By Lawrence Toppman
Pop songwriters have pillaged classical music for 80 years. Big bands first turned memorable tunes into dance numbers: Everybody with a radio in 1941 hummed Freddy Martin’s “Tonight We Love,” perhaps not realizing the tune came from Tchaikovsky’s Piano Concerto No. 1.
Sometimes songwriters swiped melodies verbatim. Sometimes they took classical composers in a different direction: Claude Thornhill wrote lush wind and brass arrangements of Debussy and Tchaikovsky, while Duke Ellington swung the “Nutcracker” and “Peer Gynt” suites with his versatile orchestra.
The West End and Broadway got in the game with scores adapted from Schubert (“Lilac Time”), Grieg (“Song of Norway”), Rachmaninov (“Anya”) and especially Borodin: “Kismet,” based entirely on themes from his work, ran for 583 performances, won a Tony Award for best musical in 1954 and produced the ubiquitous “Stranger in Paradise.” (That song came from the Polovtsian Dances in the opera “Prince Igor.”)
Adaptations of opera arias entered the top 40 in the 1950s, from Della Reese’s “Don’t You Know” (Musetta’s Waltz in “La Boheme”) to Jackie Wilson’s “Night” (“Mon coeur s’ouvre à ta voix” from “Samson et Dalila”).
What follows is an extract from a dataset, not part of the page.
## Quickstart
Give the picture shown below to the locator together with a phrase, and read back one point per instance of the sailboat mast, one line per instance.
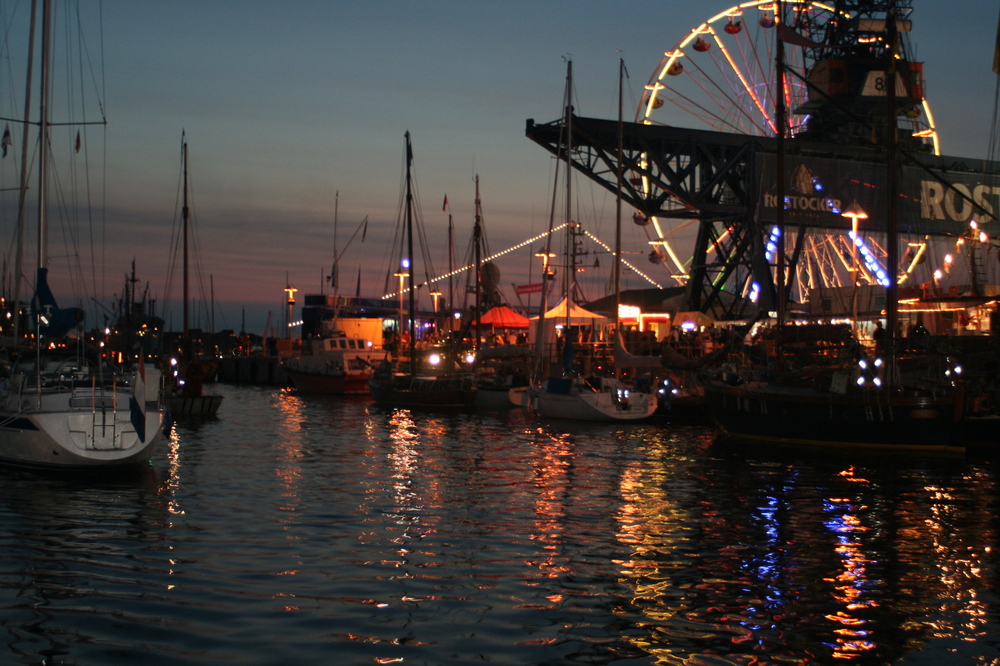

Even when popular music split into harder and softer elements, the trend continued. Progressive rock bands Deep Purple, Procol Harum and especially Emerson, Lake and Palmer delved into the classics – remember ELP’s “Pictures at an Exhibition”? – while the swoony vocals of Eric Carmen and Barry Manilow got instrumental accompaniment from Rachmaninov and Chopin. The Toys crooned “A Lover’s Concerto” to a minuet from J.S. Bach’s “Notebook for Anna Magdalena Bach.”
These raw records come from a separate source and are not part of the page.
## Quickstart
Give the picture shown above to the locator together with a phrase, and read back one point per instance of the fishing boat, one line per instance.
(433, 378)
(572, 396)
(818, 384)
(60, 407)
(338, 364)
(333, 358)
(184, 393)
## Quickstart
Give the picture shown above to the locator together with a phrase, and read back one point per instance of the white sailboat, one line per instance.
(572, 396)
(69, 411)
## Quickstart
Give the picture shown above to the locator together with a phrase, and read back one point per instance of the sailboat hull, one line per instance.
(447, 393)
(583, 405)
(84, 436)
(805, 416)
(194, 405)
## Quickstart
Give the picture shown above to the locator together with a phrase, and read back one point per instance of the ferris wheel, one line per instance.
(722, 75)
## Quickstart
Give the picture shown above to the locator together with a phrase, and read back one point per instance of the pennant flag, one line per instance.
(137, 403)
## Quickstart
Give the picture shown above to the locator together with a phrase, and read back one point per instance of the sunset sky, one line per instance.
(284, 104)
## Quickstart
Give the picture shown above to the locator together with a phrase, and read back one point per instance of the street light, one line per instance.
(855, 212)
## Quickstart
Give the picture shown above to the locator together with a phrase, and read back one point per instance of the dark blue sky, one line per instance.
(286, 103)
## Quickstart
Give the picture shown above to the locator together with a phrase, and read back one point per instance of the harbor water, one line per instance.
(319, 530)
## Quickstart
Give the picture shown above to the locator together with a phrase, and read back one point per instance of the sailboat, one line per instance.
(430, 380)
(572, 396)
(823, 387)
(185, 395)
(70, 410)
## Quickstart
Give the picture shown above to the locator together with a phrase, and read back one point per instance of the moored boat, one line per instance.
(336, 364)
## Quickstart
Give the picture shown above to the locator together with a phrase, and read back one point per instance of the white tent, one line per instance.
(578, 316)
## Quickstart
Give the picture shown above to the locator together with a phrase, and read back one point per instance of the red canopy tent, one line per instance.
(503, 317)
But where was WAM in all this? I can’t find a single hit song based mainly on his work. Even Falco’s No. 1 outing “Rock Me Amadeus,” inspired by the 1984 movie, contains no music by Mozart!
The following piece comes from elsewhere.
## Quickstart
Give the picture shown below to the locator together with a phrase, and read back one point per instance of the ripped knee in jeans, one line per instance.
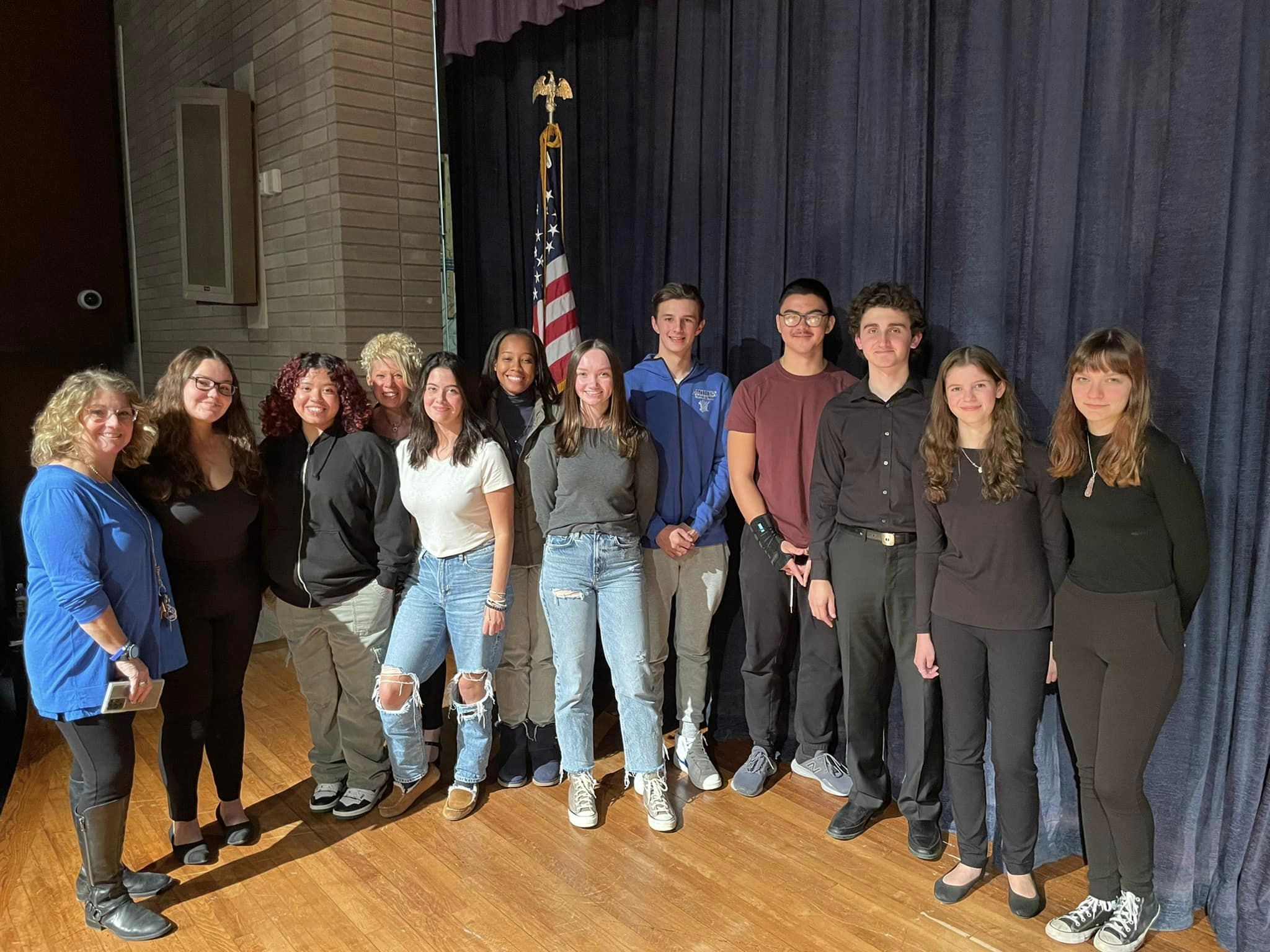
(395, 690)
When Classic FM compiled this list of top pop-song samples from the classics between 1992 and 2017, Mozart makes one brief appearance: Ludacris sampled the Dies Irae from his Requiem in the 2001 “Coming to America.” (Beethoven and Bach appear three times each.) Why should that be? Mozart’s vocal and instrumental melodies can be beautiful, dramatic, witty or romantic. They’re easily singable in all registers and, to my mind, as catchy as any other composers’ themes. Maybe they’re just a shade too subtle or complex to become the earworms that pop composers pray for when trying to write a hit.